The parallels and connections between the two cases go further. If, as now seems likely, the authors of the K-1 attack were indeed Da’esh, then they succeeded brilliantly in triggering a bitter fight between two substantial forces in the coalition that had been fighting against them in Iraq.
Regarding the 1982 London attack, its authors also succeeded brilliantly in triggering a lethal conflict between two forces (one substantial, one far less so) that were both engaged in bitter combat against Abu Nidal’s networks.
Worth noting: Abu Nidal’s main backer, throughout his whole campaign against the PLO, was Saddam Hussein’s brutal government in Iraq. (The London assailants deposited their weapons in the Iraqi embassy after completing the attack.) Many senior strategists and planners for ISIS in Iraq were diehard remnants of Saddam’s formerly intimidating security forces.

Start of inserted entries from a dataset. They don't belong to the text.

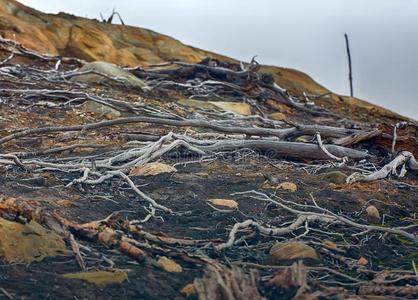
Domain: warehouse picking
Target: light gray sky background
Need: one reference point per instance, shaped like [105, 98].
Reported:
[303, 34]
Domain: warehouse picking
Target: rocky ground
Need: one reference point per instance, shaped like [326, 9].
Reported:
[195, 181]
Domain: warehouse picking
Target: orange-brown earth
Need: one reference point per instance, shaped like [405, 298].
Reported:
[91, 40]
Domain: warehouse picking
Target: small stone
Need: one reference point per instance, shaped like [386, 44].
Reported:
[336, 177]
[28, 242]
[224, 202]
[152, 169]
[188, 290]
[373, 212]
[278, 116]
[99, 278]
[330, 245]
[362, 261]
[104, 110]
[292, 250]
[304, 139]
[288, 186]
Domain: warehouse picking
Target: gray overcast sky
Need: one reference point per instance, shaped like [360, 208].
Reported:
[303, 34]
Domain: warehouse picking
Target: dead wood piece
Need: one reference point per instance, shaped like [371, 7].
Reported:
[294, 276]
[403, 291]
[281, 133]
[357, 138]
[274, 149]
[227, 284]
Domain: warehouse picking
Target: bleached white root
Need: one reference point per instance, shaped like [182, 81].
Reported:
[343, 160]
[303, 218]
[403, 160]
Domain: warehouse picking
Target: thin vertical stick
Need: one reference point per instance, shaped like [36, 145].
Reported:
[350, 76]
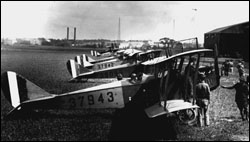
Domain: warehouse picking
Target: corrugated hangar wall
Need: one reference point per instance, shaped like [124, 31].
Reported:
[232, 41]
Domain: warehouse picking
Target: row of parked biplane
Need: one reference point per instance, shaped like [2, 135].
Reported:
[157, 78]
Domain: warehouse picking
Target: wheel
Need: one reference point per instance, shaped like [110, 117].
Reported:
[188, 116]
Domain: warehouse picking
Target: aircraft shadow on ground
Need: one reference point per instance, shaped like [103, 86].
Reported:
[132, 123]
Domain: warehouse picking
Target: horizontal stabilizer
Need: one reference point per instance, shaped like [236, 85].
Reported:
[94, 53]
[83, 60]
[18, 90]
[75, 69]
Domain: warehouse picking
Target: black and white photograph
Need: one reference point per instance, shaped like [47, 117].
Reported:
[124, 70]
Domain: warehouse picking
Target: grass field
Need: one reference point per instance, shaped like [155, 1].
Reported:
[47, 69]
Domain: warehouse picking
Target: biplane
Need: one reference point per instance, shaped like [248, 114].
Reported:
[124, 65]
[160, 92]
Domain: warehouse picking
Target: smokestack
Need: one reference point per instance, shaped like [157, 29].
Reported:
[67, 33]
[119, 30]
[75, 36]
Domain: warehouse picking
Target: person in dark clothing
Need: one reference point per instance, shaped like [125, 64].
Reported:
[203, 100]
[241, 97]
[226, 67]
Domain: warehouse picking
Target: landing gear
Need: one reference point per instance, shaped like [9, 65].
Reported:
[188, 116]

Also worth noting: Three months in to Sharon’s massive 1982 invasion of Lebanon, it seemed to have successfully reached its goals of expelling the PLO’s fighting forces from Lebanon and installing a strongly pro-Israeli government there. But over the longer haul, the invasion looked much less successful.
The lengthy Israeli occupation of south Lebanon that followed 1982 served to incubate the birth and growth of the (pro-Iranian) Hizbullah there. Today, Hizbullah is a strong political movement inside Lebanon that commands a very capable fighting force that expelled Israel’s last presence from Lebanon in 2000, rebuffed a subsequent Israeli invasion of the country six years later, and still exerts considerable deterrent power against Israel today…
Very few people in Israel today judge the 1982 invasion of Lebanon to have been a wise move. How will the historians of the future view Trump’s decision to launch his big escalation against Iran’s allies in Iraq, presumably as part of his “maximum pressure” campaign against Tehran?